# Lesson 12 - Decision Trees and Ensemble Methods


## Objectives
- Implement a simple decision stump.
- Use bagging to combine stumps.
- Visualize how ensembles improve stability.


## From the notes

**Decision trees**
- Split data by maximizing information gain or minimizing impurity.

**Bagging**
- Train models on bootstrap samples and average predictions.

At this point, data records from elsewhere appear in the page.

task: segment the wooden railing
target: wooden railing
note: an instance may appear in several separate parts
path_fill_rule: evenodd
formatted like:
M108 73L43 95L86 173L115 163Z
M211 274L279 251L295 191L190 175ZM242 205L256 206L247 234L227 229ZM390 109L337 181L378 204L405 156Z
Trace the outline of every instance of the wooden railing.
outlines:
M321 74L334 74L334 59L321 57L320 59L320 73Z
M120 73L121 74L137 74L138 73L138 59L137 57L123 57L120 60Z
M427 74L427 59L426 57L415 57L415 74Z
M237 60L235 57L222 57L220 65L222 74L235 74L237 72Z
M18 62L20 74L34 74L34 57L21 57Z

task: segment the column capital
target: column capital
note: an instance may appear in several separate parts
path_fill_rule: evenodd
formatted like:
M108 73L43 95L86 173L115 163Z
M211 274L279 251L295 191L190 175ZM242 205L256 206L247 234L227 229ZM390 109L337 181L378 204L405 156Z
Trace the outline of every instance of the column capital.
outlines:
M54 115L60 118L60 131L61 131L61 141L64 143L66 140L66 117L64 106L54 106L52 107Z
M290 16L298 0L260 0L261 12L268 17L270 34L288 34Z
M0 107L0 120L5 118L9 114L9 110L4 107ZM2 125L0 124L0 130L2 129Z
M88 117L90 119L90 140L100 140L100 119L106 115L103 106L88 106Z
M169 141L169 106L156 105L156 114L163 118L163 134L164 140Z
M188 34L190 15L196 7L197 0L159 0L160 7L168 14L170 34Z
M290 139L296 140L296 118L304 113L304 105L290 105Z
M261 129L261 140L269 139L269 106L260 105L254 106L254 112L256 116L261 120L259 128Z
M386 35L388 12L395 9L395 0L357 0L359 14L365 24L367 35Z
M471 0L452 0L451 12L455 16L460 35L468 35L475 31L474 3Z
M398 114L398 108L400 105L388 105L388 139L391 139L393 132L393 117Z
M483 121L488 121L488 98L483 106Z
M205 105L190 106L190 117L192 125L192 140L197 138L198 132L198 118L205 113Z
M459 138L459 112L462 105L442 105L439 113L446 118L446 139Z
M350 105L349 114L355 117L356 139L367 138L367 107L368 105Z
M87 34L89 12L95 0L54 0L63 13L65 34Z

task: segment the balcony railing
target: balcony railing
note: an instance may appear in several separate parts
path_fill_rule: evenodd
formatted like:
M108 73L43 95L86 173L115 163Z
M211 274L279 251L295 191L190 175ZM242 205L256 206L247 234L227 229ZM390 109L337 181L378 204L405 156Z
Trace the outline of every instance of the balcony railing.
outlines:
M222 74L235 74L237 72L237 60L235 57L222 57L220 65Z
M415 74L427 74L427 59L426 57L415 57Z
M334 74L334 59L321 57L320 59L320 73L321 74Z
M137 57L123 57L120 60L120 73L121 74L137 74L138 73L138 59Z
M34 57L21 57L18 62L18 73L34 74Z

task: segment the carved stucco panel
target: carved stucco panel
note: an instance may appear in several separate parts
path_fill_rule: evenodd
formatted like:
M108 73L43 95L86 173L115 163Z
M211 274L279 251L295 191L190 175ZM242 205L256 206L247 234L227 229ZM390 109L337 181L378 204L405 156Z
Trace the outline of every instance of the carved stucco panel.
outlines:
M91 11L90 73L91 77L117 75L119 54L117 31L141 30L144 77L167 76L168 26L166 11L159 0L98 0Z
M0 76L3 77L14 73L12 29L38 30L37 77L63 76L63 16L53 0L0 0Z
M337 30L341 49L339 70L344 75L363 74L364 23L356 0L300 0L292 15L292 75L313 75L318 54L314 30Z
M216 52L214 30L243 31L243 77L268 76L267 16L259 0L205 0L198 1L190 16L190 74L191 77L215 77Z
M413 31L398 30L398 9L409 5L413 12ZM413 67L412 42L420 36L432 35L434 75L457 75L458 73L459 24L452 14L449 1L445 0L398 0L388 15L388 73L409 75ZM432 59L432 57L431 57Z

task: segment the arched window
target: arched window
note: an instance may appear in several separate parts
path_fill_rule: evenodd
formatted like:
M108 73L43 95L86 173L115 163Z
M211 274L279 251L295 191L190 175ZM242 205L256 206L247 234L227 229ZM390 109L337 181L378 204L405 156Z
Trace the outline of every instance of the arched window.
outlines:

_TODO: Confirm definitions in the CS229 main notes PDF._


## Intuition
Trees are flexible but high-variance. Bagging reduces variance by averaging many noisy learners.


## Data
We create a 2D classification dataset with a nonlinear boundary.


In [None]:
import numpy as np
import matplotlib.pyplot as plt

np.random.seed(42)

X = np.random.uniform(-2, 2, size=(200, 2))
y = (X[:,0]**2 + X[:,1]**2 > 1.5).astype(int)

def best_stump(X, y):
    best = None
    for feature in range(X.shape[1]):
        thresholds = np.unique(X[:, feature])
        for t in thresholds:
            pred = (X[:, feature] > t).astype(int)
            err = np.mean(pred != y)
            if best is None or err < best[0]:
                best = (err, feature, t)
    return best

err, feat, thresh = best_stump(X, y)
err


## Experiments


In [None]:
def stump_predict(X, feat, thresh):
    return (X[:, feat] > thresh).astype(int)

def bagging_predict(X, y, n_estimators=25):
    preds = []
    for _ in range(n_estimators):
        idx = np.random.choice(len(X), len(X), replace=True)
        err, feat, thresh = best_stump(X[idx], y[idx])
        preds.append(stump_predict(X, feat, thresh))
    return (np.mean(preds, axis=0) > 0.5).astype(int)

bagged = bagging_predict(X, y)
(bagged == y).mean()


## Visualizations


In [None]:
plt.figure(figsize=(6,4))
plt.scatter(X[:,0], X[:,1], c=y, cmap="coolwarm", alpha=0.7)
plt.title("Synthetic classification data")
plt.xlabel("x1")
plt.ylabel("x2")
plt.show()

preds = stump_predict(X, feat, thresh)
plt.figure(figsize=(6,4))
plt.scatter(X[:,0], X[:,1], c=preds, cmap="coolwarm", alpha=0.7)
plt.title("Decision stump predictions")
plt.xlabel("x1")
plt.ylabel("x2")
plt.show()


## Takeaways
- Decision stumps are weak learners; bagging reduces variance.
- Ensembles often outperform individual trees.


## Explain it in an interview
- Explain why bagging helps unstable learners like trees.
- Describe how a decision tree chooses a split.


## Exercises
- Implement Gini impurity for splits.
- Increase the number of bagged stumps and observe accuracy.
- Try boosting a set of stumps.